※ 2022年8月更新:ドキュメントが大幅に変わっていたため本記事も大きく書き換えました。
背景
EKSクラスターやワーカーノードに用いるセキュリティグループ(以下SG)には何種類かありますが、それぞれの役割について一部よくわからない部分がありました。
今回、AWSサポートへの問い合わせや動作検証によりきちんと調べてみたので、まとめていきたいと思います。
EKS関連SGの種類
EKS関連のSGは下記3種類がある。
- クラスターSG
- コントロールプレーンSG
- ノードSG
ノードSGがワーカーノードEC2に付与するSGっていうのは、なんとなく分かる。けど、1.と2.の違いがよく分からん。。という状態でした。
さらに検証進めていく中で、ノードSGも少し特殊な動作することがわかりました。
それぞれ詳しく
1. クラスターSG
- 下記3者に付与されるSG
- EKSコントロールプレーン通信用ENI(EKS-managed ENI)
- EKSonFargateの場合:Fargateノード
- EKSonEC2の場合:マネージドノードグループ内のEC2ノード
※ただし後述のノードSG
がEC2ノードに付与されている場合、クラスターSGは付与されない。
- EKSクラスターを作成した時にEKS側で自動作成される。(デフォルトでは自身SGからの通信を全て許可するルール)

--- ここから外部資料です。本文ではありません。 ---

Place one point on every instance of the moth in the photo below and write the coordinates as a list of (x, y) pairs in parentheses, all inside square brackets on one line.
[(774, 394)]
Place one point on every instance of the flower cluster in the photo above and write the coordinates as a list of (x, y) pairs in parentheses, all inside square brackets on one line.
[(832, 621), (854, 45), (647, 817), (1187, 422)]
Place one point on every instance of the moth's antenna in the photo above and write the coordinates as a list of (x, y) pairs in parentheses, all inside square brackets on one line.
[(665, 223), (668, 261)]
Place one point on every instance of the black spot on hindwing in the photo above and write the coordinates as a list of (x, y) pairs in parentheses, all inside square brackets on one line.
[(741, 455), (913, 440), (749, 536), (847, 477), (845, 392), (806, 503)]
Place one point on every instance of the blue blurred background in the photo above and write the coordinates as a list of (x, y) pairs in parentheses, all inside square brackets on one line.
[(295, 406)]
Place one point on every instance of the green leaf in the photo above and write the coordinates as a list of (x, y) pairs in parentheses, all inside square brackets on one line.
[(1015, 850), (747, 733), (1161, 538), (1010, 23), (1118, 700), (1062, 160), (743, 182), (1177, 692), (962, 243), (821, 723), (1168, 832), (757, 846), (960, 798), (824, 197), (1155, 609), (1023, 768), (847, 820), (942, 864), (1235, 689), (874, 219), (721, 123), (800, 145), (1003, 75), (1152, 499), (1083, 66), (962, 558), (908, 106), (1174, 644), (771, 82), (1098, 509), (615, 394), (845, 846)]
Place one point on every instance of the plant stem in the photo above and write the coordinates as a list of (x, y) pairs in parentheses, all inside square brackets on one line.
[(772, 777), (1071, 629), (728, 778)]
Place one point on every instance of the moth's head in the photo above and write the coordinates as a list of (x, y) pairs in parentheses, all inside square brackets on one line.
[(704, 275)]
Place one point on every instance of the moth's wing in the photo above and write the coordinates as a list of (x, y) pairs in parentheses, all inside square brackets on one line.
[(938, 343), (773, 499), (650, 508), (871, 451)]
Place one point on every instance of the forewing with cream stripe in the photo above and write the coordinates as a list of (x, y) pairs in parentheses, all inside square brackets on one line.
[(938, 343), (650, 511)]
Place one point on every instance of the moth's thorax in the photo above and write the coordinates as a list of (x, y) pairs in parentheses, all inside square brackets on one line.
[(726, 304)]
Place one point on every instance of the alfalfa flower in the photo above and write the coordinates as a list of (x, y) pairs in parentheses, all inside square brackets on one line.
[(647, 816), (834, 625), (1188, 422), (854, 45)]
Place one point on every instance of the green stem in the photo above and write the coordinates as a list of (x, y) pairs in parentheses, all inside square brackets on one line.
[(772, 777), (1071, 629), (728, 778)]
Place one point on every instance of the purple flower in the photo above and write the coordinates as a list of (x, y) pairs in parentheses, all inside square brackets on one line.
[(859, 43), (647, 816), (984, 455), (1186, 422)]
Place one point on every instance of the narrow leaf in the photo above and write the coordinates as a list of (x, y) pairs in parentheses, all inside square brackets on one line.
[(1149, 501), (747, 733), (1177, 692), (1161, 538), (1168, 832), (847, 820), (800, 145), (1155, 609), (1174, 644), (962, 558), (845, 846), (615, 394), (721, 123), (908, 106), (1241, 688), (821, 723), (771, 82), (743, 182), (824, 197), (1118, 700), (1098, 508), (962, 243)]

- そのためCFnでルールをカスタマイズしてデプロイ等できない。カスタマイズするならクラスター作成後に手動変更が必要。
2. コントロールプレーンSG
- EKSコントロールプレーン通信用ENI(EKS-managed ENI) に付与されるSG。
- ただしマネージド型ノードグループEC2ノード、Fargateノードには付与されない。
-
このSGは作成は必須ではなく、
クラスターSG
とは別に追加ルールをコントロープレーンENIに設けたい時に作成する。 - マネジメントコンソールのEKSクラスター設定で「追加のセキュリティグループ」と表示される。
- CFnでは、"ResourcesVpcConfig"の"SecurityGroupIds"で指定したSGが
コントロールプレーンSG
となる。(ドキュメント)
3. ノードSG
- EKSonEC2限定で使えるSG
- マネージドノードグループ内のEC2ノードに付与するSG。
- コントロールプレーンや、ノードEC2と通信するリソース(他ノード、ALBなど)からのアクセスを許可するために使用可能。
- 作成は必須ではなく、
ノードSG
の指定がなければクラスターSG
がマネージドノードグループに自動適用される。
図解
文章だけだとどうしても分かりづらいため、図にしてみました。
EKS on EC2
- ノードSGを指定した場合、ノード-コントロールプレーン間の通信はノードSGのルールによる
- ノードSGを指定しない場合、デフォルトではノード-コントロールプレーン間は自由に通信行き来できる(クラスターSGのデフォルトルールが自身SGからのインバウンド全開のため)
EKS on Fargate
- デフォルトでは、ノード-コントロールプレーン間は自由に通信行き来できる(クラスターSGのデフォルトルールが自身SGからのインバウンド全開のため)
- ノード-コントロールプレーン間の通信に制限を設けたい場合は最低限のポート(ドキュメントに記載あり)を開けつつ、あとはアプリケーションワークロードに応じて適宜開放する。
最後に
ドキュメントに明記されておらずAWSサポートからの回答で判明したこともいくつかありました。分からなかったら積極的に問い合わせるのが吉ですね。